The gnuplot script requires a data file named dipole.dat which is made from the output of the perl script dipole.pl.
# USAGE:
# on the command line type:
# gnuplot dipole.gnu
reset
set terminal pngcairo enhanced font "arial,10" fontscale 1.0 size 600,400
set output 'mag_anomaly.png'
# Axes label
set xlabel 'Horizontal distance North from sphere center (m)'
set ylabel 'magnetic anomaly (nT)'
# Axes ranges
set xrange [-200:200]
set yrange [-1000:1000]
# Axes tics
set xtics 25
set ytics 250
set style fill transparent solid 0.15
# set key Left
plot "dipole.dat" using 1:2 with line lt rgb "red" notitle
Draw the model geometry with LaTeX and TikZ
The following LaTeX and TikZ code draws the figure of the model geometry presented at the top of the page.
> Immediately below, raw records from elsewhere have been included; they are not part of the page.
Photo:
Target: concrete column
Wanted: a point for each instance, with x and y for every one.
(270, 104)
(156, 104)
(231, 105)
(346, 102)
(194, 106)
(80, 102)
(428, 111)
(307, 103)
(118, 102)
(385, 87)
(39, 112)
\documentclass[tikz, border = 1mm]{standalone}
\usepackage{tikz,tikz-3dplot}
\begin{document}
\tdplotsetmaincoords{60}{110}
\pgfmathsetmacro{\rvec}{.8}
\pgfmathsetmacro{\thetavec}{30}
\pgfmathsetmacro{\phivec}{60}
\pgfmathsetmacro{\loopvec}{360}
\begin{tikzpicture}[scale=5,tdplot_main_coords]
\coordinate (O) at (0,0,0);
\tdplottransformmainscreen{0}{0}{0}
\shade[tdplot_screen_coords, ball color = red!20] (\tdplotresx,\tdplotresy) circle (0.35);
\draw[thick,->] (0,0,0) -- (1,0,0) node[anchor=north east]{$y, East$};
\draw[thick,->] (0,0,0) -- (0,1,0) node[anchor=north east]{$x, North$};
\draw[very thick,->] (0,0,0) -- (0,0,-1) node[anchor=north]{$z, down$};
\draw [dashed] (0.75,-0.5,0.9) -- node[anchor=south east]{$r_z$}(0.75,-0.5,0);
\draw [dashed] (0.75,0,00) -- node[anchor=north]{$r_y$}(0.75,-0.5,0);
\draw [dashed] (0,-0.5,0) -- node[anchor=north west]{$r_x$}(0.75,-0.5,0);
\draw [dashed] (0.75,-0.5,0.9) -- node[anchor=north]{$r$}(0,0,0);
\draw[dashed, -stealth] (O) -- node[above] {$a$} (0,0.3,0.3);
\draw[very thick, red, -stealth] (0,-0.25, 0.25) -- (0,0.25, -.25) node[anchor=north west]{$\vec \mu$};
\tdplottransformmainscreen{0.75}{-0.5}{0.9}
\draw[teal!20, line width = 6] (0,-1.0,0.5) -- (0,1.0,0.5)
node [teal, anchor=north] {surface};
\shade[tdplot_screen_coords, ball color = black!20] (\tdplotresx,\tdplotresy) circle (0.015) ;
\node at (0.75,-0.5,0.95) {$P$};
\node at (0.05,0.05,0) {$O$};
\end{tikzpicture}
\end{document}
Some References
- Telford, W.M., Geldart, L.P. and Sheriff, R.E. (1990) Applied Geophysics, Cambridge University Press.
- Blakely, R.J., 1996. Potential Theory in Gravity and Magnetic Applications. Cambridge University Press.